Background Although correlation between CAG repeat length and age of HD onset is well known, improved prediction of onset would be advantageous for clinical trial sample enrichment and genetic counselling.
Aims To examine the predictive utility of genetic, demographic, motor, cognitive, psychiatric, functional and imaging measures for predicting conversion to manifest HD.
Methods Over 1000 research participants with the gene mutation for HD from 33 worldwide sites were followed for up to 10 years (average=6; range 1–10). A subset of 211 participants prospectively converted to manifest HD according to standard motor criteria.
Results The association between CAG repeats and onset age was replicated using a prospectively diagnosed cohort. Further, cross-sectional and longitudinal clinical and imaging measures were highly predictive of motor diagnosis beyond CAG repeat length and age. For example, a one standard deviation (SD) difference in total motor score increased the likelihood of motor diagnosis by 3X6 times, one SD loss in putamen volume by 2X9 times and one SD cognitive decline 2X2 times.

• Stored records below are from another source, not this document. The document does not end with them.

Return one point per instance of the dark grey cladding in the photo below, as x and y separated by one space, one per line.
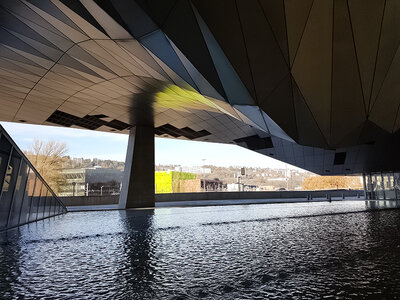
309 79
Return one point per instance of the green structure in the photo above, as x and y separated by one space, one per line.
170 181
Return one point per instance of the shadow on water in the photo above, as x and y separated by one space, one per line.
138 249
333 250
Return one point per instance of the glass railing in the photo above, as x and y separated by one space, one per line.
24 195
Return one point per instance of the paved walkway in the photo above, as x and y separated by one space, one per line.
208 203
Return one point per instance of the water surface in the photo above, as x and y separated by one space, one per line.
305 251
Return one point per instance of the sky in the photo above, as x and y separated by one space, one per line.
102 145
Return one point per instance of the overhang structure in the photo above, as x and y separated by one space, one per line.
313 83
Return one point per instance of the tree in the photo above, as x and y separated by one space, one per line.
47 158
330 182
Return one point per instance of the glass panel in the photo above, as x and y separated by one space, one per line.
18 195
5 149
397 184
26 204
8 188
52 205
389 186
35 200
42 202
48 205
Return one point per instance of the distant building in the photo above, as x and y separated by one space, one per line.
91 181
173 182
184 182
195 170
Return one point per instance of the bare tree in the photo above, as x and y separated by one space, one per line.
47 158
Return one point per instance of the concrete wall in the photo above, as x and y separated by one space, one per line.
113 199
90 200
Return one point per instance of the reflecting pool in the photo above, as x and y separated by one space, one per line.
305 250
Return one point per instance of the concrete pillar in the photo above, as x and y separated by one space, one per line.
138 182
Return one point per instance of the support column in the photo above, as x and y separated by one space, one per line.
138 182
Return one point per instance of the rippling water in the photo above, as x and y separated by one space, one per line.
304 250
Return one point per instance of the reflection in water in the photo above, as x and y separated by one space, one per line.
305 250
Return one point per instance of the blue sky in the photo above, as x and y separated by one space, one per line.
91 144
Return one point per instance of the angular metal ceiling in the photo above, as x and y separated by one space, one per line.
303 81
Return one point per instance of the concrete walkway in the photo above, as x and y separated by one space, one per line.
208 203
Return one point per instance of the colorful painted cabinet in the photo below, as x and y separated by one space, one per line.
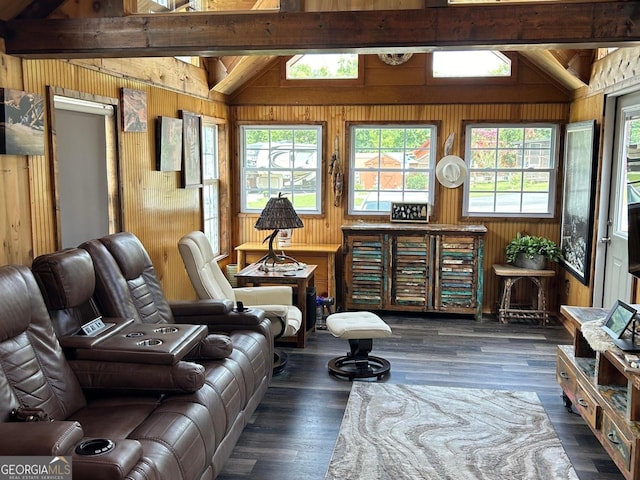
413 267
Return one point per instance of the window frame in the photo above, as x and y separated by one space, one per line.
319 82
502 80
552 194
218 182
351 128
321 152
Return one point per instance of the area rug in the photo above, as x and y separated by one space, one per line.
424 432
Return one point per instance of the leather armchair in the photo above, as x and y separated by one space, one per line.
210 283
34 372
127 286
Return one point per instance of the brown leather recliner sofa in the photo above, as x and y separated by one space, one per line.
172 411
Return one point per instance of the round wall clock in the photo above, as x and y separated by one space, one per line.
395 58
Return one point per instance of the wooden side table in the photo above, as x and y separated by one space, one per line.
325 256
510 276
300 280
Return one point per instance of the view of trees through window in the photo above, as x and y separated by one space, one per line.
283 159
471 63
512 170
390 164
323 66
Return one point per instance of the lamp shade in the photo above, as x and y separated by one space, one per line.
278 213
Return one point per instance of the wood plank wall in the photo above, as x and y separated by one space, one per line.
154 206
448 205
158 211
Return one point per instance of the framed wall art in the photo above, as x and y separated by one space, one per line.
168 144
578 193
409 212
21 123
134 110
191 150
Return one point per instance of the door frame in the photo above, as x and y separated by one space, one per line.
609 121
113 156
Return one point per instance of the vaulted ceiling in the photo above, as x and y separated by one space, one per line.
237 38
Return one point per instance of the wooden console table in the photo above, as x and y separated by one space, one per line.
325 256
605 391
510 276
300 280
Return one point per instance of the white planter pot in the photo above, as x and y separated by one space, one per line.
538 262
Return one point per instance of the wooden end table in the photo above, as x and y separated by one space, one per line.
300 280
510 275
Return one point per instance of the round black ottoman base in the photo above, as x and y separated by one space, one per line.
349 368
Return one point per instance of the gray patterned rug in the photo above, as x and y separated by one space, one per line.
424 432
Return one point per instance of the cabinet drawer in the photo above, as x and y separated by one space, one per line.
588 407
566 374
618 445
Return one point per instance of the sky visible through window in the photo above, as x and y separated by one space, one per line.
449 64
473 63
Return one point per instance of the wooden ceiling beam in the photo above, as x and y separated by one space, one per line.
507 27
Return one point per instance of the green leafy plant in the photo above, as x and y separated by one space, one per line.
530 245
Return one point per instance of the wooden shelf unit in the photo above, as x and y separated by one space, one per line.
604 390
413 267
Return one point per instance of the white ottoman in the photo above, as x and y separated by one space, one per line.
360 328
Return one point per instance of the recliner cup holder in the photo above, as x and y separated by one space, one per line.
97 446
151 342
165 330
134 334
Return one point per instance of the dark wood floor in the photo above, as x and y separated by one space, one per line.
292 434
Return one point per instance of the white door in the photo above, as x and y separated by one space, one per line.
617 281
82 170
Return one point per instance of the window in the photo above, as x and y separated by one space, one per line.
512 170
471 63
211 185
322 66
390 163
283 158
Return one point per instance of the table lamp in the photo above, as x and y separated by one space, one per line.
278 214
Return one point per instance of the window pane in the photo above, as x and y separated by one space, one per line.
535 202
509 159
211 215
508 202
471 63
285 159
482 202
536 181
511 182
511 170
323 66
209 151
484 138
390 164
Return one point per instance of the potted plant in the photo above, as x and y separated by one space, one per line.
530 251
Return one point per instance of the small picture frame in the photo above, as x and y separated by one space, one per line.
417 212
134 110
21 123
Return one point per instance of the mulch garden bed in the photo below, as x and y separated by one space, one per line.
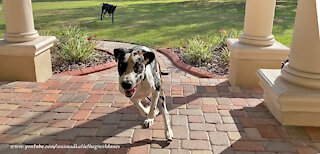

Conclusions Prediction of HD onset can considerably improve above and beyond that obtained by CAG repeat length and age alone. Many of the measures shown are inexpensive and efficient and could readily be integrated into clinical care at bedside, the clinic, or in the field. Refined predictors of onset can provide evidence for revised diagnostic guidelines and may be utilised for prognostic counselling. Prediction models can be used for enrichment of clinical trial samples and predictors can more precisely determine covariates to reduce costs of clinical trials.
Funding National Institutes for Health, National Institute of Neurological Disorders and Stroke 040068, and CHDI Foundation, Inc.